After messing around a bit I found this somewhat equivalent version:

instance (forall a. (Semigroup (WrapHKD f a))) =>
  Semigroup (MyRec' f) where
  (<>) = gcoerceBinop (gmappend @(MyRec' (WrapHKD f)))

-- I just have a few duplicates MyRec, MyRec', MyRec'' in one file for experimentation

--

-- WrapHKD f a   is isomorphic to   HKD f a
-- and Semigroup (HKD f a) => Semigroup (WrapHKD f a)
newtype WrapHKD f a = WrapHKD (HKD f a)

type family HKD f a where
  ...
  HKD (WrapHKD f) a = WrapHKD f a
  ...

instance Semigroup (HKD f a) => Semigroup (WrapHKD f a) where
  (<>) = coerce ((<>) @(HKD f a))

--

gcoerceBinop :: forall a b. (Coercible (Rep a) (Rep b), Generic a, Generic b) => (a -> a -> a) -> (b -> b -> b)
gcoerceBinop (<>) x y = gcoerce (gcoerce x <> gcoerce y)

gcoerce :: forall a b. (Coercible (Rep a) (Rep b), Generic a, Generic b) => a -> b
gcoerce = to . coerce' . from where
  coerce' :: Coercible f g => f () -> g ()
  coerce' = coerce

Note that this is only for instances of Semigroup which are parametric in the parameter a.

If you need something that specifically relies on the individual types of the field (e.g., if they're all numbers that you can Sum), then you can reuse the constraint from gmappend's signature, delaying constraint solving for individual fields to the use sites (where hopefully, f is concrete):

instance Semigroup (Rep (MyRec'' f) ()) => Semigroup (MyRec'' f) where
  (<>) = gmappend

You could also use the IdentityT transformer to convert your "new-style HKD" records to "old-style HKD" records, i.e., without the type family:

newtype IdentityT f a = IdentityT { runIdentityT :: f a }  -- exists in the transformers library

type HKD f a where
  ...
  HKD (IdentityT f) a = f a
  ...

instance (forall a.
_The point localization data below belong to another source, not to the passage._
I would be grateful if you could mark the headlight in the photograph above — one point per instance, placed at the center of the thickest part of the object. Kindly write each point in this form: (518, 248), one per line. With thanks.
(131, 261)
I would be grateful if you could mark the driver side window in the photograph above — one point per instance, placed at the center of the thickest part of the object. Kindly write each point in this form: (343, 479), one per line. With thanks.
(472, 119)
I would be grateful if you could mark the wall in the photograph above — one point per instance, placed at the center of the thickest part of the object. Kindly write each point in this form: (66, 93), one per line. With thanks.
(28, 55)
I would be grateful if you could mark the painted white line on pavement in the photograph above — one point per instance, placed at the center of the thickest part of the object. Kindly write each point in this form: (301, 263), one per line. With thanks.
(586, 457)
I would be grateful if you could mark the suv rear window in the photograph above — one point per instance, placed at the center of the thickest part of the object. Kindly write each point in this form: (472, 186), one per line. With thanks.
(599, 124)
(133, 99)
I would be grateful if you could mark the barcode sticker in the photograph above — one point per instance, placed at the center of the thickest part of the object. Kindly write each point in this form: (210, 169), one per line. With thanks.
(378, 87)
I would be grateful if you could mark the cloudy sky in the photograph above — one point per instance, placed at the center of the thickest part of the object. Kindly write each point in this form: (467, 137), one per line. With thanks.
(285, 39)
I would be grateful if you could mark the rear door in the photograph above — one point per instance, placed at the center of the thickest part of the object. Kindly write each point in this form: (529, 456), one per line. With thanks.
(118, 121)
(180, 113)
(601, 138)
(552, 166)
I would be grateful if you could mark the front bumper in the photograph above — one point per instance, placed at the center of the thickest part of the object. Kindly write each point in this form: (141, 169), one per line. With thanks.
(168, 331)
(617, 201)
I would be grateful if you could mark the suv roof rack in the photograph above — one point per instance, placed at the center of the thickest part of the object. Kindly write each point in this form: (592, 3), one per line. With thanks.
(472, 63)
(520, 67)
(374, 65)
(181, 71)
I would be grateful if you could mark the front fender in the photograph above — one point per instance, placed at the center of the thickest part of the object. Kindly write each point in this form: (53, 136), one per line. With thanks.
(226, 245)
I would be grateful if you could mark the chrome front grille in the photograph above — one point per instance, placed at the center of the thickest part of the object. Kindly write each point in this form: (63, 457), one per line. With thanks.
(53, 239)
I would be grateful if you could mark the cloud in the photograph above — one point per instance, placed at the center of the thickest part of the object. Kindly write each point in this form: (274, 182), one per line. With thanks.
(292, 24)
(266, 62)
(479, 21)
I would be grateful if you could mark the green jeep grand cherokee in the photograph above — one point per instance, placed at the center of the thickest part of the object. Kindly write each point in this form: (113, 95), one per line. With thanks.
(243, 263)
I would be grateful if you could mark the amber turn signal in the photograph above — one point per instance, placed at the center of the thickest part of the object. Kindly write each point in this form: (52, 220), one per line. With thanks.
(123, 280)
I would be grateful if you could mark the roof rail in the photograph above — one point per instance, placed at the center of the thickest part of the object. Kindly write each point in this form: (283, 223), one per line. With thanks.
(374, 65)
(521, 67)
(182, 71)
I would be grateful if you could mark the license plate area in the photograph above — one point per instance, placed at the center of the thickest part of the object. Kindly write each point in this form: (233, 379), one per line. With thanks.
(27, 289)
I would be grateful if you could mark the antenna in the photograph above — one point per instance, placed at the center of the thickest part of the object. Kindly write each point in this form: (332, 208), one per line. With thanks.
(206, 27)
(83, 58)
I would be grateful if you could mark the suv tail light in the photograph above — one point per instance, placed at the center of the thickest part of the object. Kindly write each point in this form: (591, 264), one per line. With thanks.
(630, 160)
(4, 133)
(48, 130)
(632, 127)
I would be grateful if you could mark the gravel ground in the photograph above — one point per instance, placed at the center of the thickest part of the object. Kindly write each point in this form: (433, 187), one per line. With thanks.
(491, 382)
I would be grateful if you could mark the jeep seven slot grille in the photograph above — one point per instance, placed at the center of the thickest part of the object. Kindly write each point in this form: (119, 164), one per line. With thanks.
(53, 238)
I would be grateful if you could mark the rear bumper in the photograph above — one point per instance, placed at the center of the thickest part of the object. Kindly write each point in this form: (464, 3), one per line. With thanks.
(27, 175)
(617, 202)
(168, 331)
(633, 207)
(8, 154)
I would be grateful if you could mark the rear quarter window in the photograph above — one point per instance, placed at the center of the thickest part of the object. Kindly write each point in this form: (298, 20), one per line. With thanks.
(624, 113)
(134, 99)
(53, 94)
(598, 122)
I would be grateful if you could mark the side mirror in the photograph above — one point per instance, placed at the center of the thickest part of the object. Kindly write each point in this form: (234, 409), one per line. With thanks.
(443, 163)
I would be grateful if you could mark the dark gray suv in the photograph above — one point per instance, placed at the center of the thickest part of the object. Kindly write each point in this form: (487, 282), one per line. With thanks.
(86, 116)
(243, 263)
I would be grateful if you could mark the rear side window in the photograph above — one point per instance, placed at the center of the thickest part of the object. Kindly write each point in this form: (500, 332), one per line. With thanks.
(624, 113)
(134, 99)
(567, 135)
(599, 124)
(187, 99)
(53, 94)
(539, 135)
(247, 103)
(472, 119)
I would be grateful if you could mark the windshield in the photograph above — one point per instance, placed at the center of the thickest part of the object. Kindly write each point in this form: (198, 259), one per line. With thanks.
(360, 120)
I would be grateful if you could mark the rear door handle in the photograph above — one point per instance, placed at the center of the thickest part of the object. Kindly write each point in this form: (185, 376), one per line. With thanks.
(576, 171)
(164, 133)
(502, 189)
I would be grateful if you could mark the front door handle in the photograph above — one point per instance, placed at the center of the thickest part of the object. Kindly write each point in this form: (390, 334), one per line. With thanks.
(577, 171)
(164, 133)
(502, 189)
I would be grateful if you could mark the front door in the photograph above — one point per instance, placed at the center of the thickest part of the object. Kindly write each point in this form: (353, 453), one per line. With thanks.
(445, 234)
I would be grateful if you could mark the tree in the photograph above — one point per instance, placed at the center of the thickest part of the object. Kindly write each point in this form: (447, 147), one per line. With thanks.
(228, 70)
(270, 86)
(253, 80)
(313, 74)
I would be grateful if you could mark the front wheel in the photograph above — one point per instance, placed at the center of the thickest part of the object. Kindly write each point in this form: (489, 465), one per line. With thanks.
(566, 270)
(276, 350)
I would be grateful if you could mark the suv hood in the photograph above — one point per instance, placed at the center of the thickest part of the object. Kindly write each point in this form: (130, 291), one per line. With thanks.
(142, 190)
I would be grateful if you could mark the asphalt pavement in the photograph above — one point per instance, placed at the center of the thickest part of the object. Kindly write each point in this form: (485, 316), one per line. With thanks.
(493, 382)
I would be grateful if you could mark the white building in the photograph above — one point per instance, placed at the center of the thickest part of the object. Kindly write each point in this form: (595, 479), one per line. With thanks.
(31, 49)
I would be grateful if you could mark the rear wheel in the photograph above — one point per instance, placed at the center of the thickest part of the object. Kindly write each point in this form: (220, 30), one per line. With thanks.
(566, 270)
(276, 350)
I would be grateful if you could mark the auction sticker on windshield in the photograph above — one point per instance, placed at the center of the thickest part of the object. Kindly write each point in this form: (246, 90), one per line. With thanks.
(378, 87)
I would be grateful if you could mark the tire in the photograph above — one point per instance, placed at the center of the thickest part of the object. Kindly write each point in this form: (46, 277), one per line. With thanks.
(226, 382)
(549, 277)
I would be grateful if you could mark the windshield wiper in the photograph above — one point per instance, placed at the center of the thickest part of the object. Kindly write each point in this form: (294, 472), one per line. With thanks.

Semigroup (f a)) => Semigroup (MyRec (IdentityT f)) where
  (<>) = gmappend

-- or, to get the same Alternative-based instance as in the record.hs example in generic-data

instance Alternative f => Semigroup (MyRec (IdentityT f)) where
  (<>) = gcoerceBinop (gmappend @(MyRec (IdentityT (Alt f))))

[Lysxia]

Full gist: https://gist.github.com/Lysxia/2366242814ee5f74d75af4196496a879

[fonghou]

Thank you very much for the detailed and informative anwser!

I've been playing with some ideas here https://github.com/FongHou/generic-data/blob/master/test/HKD.hs

Here are a few things I found out:

First, @isovector's validate doesn't work with HKD (IdentityT f) a = f a case, but your version does.

Second, following the ideas from https://www.benjamin.pizza/posts/2017-12-15-functor-functors.html, I wonder if there are generic versions of generalize and ffmap, which I called gpure and gffmap here.

Last, these HKD records have some issues with generic-lens using overloaded labels. Not sure why.

Although these generic type machinery is way over my head, it's fun to play and learn from awesome library authors like you and others.

[fonghou]

Further thought on the second point, is there a generic Higher Kinded Applicative ?

[Lysxia]

rank2classes :)

[Lysxia]

This issue lead me to add gcoerce and gcoerceBinop in 0.7.0.0. I'm closing this but feel free to come here again and open more issues with questions!